Thread Safety in Python's dictionary
PythonMultithreadingDictionaryThread SafetyPython Problem Overview
I have a class which holds a dictionary
class OrderBook:
orders = {'Restaurant1': None,
'Restaurant2': None,
'Restaurant3': None,
'Restaurant4': None}
@staticmethod
def addOrder(restaurant_name, orders):
OrderBook.orders[restaurant_name] = orders
And I am running 4 threads (one for each restaurant) that call the method OrderBook.addOrder
. Here is the function ran by each thread:
def addOrders(restaurant_name):
#creates orders
...
OrderBook.addOrder(restaurant_name, orders)
Is this safe, or do I have to use a lock before calling addOrder
?
Python Solutions
Solution 1 - Python
Python's built-in structures are thread-safe for single operations, but it can sometimes be hard to see where a statement really becomes multiple operations.

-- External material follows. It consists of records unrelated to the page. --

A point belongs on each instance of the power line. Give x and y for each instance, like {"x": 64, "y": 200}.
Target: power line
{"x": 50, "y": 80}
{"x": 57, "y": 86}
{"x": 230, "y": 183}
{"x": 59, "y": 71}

Your code should be safe. Keep in mind: a lock here will add almost no overhead, and will give you peace of mind.
https://web.archive.org/web/20201108091210/http://effbot.org/pyfaq/what-kinds-of-global-value-mutation-are-thread-safe.htm has more details.
Solution 2 - Python
Yes, built-in types are inherently thread-safe: http://docs.python.org/glossary.html#term-global-interpreter-lock
> This simplifies the CPython implementation by making the object model (including critical built-in types such as dict) implicitly safe against concurrent access.
Solution 3 - Python
Google's style guide advises against relying on dict atomicity
This is explained in further detail at: https://stackoverflow.com/questions/2291069/is-python-variable-assignment-atomic/55279169#55279169
> Do not rely on the atomicity of built-in types.
>
> While Python’s built-in data types such as dictionaries appear to have atomic operations, there are corner cases where they aren’t atomic (e.g. if __hash__
or __eq__
are implemented as Python methods) and their atomicity should not be relied upon. Neither should you rely on atomic variable assignment (since this in turn depends on dictionaries).
>
> Use the Queue
module's Queue data type as the preferred way to communicate data between threads. Otherwise, use the threading module and its locking primitives. Learn about the proper use of condition variables so you can use threading.Condition
instead of using lower-level locks.
And I agree with this one: there is already the GIL in CPython, so the performance hit of using a Lock will be negligible. Much more costly will be the hours spent bug hunting in a complex codebase when those CPython implementation details change one day.
Solution 4 - Python
When using python’s builtin dict, set and get are atomic (because of cpython’s GIL).However, it seems like bad practice though since operations such as .items are not atomic.
Note - get-add-set operations are not thread-safe if multiple threads are working on the same dict keys.